Wie nach langem, schwülem Sommer, wo in trockener Glut alles verschmachten will, endlich ein gewaltiges Wetter losbricht und rast, so machte sich Lauras zurückgehaltene Leidenschaft in diesen wilden Worten Luft, die den, welchem sie galten, im ersten Augenblicke mehr entsetzten, als beglückten. Die Tiere, wie wenn sie verstanden hätten, daß davon die Rede war, ihnen einen blühenden Jüngling zum Zerreißen preiszugeben, fingen an mächtig zu brüllen. Der Löwe namentlich, der große Verehrung für Madame Amelot und deren Schönheit zur Schau trug, sich auch gar zu gern von ihr liebkosen ließ, wurde höchst aufgeregt, wobei er förmlich Donnertöne ausstieß.

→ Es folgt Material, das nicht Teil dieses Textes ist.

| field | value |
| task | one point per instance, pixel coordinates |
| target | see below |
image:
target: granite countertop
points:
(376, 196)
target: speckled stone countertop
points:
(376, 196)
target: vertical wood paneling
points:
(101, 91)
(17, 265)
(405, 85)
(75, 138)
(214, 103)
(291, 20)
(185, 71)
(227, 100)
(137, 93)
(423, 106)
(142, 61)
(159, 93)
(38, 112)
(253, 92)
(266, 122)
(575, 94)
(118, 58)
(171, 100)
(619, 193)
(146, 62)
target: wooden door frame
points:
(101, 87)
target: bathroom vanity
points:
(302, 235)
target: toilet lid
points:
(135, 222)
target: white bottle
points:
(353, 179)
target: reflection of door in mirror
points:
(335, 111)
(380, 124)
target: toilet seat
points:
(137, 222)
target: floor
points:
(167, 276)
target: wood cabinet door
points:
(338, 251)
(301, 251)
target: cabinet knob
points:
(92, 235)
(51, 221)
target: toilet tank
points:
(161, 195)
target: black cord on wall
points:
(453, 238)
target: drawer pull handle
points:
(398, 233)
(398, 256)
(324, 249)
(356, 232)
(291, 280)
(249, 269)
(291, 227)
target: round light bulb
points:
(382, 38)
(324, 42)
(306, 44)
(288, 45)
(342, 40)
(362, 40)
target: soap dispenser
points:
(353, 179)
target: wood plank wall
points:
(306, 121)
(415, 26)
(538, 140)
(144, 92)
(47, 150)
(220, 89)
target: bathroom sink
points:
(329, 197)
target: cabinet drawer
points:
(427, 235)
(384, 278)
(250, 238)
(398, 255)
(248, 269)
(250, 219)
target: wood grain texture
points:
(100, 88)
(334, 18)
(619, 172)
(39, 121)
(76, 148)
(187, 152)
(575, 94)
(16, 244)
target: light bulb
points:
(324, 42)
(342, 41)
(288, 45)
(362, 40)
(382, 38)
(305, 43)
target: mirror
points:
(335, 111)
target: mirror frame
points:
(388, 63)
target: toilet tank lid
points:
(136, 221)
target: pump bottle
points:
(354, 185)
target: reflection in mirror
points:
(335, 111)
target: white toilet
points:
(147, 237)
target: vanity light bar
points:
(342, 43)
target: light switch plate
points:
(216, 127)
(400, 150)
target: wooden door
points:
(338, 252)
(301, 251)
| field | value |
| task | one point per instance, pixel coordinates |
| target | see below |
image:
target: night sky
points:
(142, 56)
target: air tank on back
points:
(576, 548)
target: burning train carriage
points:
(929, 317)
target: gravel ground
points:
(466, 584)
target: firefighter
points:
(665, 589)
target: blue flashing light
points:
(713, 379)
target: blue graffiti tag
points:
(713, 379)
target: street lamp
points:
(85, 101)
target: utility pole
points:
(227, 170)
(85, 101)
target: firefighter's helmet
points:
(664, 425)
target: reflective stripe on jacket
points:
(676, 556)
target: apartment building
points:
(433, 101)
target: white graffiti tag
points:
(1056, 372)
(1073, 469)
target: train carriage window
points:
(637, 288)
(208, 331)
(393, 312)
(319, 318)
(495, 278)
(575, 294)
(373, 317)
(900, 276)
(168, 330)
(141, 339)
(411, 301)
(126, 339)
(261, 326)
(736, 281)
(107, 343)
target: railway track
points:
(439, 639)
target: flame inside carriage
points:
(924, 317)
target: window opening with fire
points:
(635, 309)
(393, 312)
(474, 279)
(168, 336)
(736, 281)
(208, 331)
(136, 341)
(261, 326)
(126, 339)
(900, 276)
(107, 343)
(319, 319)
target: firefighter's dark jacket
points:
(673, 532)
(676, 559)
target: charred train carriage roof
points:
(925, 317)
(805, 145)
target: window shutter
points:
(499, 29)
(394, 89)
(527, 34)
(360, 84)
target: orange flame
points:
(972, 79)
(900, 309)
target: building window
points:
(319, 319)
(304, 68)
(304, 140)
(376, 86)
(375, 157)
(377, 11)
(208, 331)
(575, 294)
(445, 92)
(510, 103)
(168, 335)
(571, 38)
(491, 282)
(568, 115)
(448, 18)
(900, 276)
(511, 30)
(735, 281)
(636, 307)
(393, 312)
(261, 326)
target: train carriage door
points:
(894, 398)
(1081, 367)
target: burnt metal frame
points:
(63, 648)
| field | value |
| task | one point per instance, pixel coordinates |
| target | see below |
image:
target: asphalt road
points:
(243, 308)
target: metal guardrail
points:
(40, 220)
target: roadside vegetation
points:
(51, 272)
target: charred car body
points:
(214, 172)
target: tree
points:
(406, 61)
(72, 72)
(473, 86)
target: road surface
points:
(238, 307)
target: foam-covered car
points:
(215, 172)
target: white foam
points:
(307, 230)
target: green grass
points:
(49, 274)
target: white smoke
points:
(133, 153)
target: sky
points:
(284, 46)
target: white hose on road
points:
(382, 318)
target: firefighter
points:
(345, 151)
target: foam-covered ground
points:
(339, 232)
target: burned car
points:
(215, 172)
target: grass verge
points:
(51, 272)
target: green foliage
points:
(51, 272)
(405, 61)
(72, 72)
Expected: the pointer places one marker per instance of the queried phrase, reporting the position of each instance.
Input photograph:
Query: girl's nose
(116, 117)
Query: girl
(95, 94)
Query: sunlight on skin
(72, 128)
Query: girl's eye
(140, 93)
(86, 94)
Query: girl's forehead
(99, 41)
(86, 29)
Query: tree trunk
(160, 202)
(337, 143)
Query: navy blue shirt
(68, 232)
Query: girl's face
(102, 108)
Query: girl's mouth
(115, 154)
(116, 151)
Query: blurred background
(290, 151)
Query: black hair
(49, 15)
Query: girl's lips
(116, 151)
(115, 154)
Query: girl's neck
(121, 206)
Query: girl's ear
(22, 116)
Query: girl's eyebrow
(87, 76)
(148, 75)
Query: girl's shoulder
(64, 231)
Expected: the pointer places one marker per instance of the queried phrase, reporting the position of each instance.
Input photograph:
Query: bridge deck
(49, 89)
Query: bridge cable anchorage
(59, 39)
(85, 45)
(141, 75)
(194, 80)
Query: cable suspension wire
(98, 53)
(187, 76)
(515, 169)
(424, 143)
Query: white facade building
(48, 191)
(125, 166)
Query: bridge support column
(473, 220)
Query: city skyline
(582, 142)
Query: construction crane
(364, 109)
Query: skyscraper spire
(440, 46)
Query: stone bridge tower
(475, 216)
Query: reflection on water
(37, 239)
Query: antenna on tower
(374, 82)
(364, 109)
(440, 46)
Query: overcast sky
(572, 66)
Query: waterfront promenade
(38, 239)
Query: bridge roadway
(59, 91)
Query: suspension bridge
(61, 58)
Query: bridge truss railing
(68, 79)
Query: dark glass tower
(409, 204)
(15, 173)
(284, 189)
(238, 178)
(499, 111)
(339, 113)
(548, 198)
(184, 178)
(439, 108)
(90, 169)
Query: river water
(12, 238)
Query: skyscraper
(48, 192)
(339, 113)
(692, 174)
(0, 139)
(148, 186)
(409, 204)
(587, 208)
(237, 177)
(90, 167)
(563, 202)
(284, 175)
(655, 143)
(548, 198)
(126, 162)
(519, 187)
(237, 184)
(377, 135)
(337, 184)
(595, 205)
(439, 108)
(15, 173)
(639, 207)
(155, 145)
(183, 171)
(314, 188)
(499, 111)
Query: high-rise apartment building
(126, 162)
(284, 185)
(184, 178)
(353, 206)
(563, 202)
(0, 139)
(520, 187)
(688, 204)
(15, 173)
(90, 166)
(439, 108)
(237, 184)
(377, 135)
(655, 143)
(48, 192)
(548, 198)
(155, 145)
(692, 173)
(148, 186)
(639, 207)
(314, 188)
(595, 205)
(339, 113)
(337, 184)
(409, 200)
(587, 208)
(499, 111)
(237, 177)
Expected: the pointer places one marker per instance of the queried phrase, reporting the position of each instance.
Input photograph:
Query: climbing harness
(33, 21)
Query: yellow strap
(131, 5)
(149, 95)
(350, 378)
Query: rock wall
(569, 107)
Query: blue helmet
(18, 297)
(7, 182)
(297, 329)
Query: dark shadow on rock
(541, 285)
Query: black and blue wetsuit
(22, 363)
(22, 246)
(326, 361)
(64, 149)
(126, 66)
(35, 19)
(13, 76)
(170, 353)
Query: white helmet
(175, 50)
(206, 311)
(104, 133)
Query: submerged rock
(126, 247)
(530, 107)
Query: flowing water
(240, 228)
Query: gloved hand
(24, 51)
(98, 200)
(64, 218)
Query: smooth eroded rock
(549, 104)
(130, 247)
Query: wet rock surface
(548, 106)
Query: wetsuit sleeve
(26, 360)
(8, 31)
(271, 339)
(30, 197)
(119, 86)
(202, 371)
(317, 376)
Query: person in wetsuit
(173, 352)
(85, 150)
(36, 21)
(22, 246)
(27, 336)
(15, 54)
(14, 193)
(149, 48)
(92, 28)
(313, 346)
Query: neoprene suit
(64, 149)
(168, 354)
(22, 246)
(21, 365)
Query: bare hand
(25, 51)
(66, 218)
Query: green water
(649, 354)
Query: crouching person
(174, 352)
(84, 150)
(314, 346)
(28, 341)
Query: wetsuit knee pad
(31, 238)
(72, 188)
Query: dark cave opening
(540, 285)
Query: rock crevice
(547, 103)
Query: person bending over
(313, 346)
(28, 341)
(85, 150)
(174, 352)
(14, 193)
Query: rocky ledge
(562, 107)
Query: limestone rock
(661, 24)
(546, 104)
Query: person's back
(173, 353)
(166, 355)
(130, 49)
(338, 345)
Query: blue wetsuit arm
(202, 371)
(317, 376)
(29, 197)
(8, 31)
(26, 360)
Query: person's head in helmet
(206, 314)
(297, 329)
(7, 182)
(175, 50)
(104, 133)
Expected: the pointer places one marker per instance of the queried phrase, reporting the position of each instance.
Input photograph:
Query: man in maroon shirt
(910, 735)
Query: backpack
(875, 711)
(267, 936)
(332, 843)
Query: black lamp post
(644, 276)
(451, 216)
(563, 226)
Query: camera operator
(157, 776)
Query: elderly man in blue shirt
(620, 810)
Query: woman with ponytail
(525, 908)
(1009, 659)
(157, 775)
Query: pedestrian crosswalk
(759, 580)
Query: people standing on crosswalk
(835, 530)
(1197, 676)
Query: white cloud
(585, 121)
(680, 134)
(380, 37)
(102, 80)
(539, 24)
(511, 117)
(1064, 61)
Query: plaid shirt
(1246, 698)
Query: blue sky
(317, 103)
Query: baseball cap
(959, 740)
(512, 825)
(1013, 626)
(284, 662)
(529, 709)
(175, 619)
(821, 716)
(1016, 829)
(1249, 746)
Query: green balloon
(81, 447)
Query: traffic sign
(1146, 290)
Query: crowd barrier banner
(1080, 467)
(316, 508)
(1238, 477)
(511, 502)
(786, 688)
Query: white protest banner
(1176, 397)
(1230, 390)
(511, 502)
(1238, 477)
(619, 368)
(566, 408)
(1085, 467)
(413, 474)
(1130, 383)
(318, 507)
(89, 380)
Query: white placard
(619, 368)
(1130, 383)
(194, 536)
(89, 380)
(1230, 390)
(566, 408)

Laura zerrte den noch ganz verstörten Anton vor des Brüllenden Käfig und, indem sie den Geliebten umarmte und feurig küßte, rief sie durch die eisernen Stangen hinein: »Du bist Zeuge, König der Tiere, daß ich mich ihm gebe! Du magst mich rächen, wenn er undankbar ist!«
Der Löwe begriff den Sinn dieser Herausforderung nicht. Sein bei Nacht sehendes Auge erblickte nur die Umarmung, die ihn noch zorniger machte. Er fing zu rasen an, daß er das Gitter beinahe sprengte. Bald stimmten sämtliche Tiere ein: auch die sonst friedlichen, jetzt aus ihrer Ruhe aufgestörten. Es war ein Höllenlärm! Und dieser schauerliche Chor bildete den Weihegesang beglückter Liebe. Denn wie nur Anton erst zur Besinnung gelangte, wie er nur erst zu fassen vermochte, daß er so heiß geliebt sei, da schwanden Rücksichten, Unterwürfigkeit, Zweifel und Zagen. Da fand auch er die rechten Worte, ihr kundzugeben, was er solange verschwiegen.
Der helle Tag erst verscheuchte das zärtliche Paar. Laura stahl sich nach ihrer Wohnung, und Anton folgte, nachdem er durch Pierre und Jean abgelöst worden.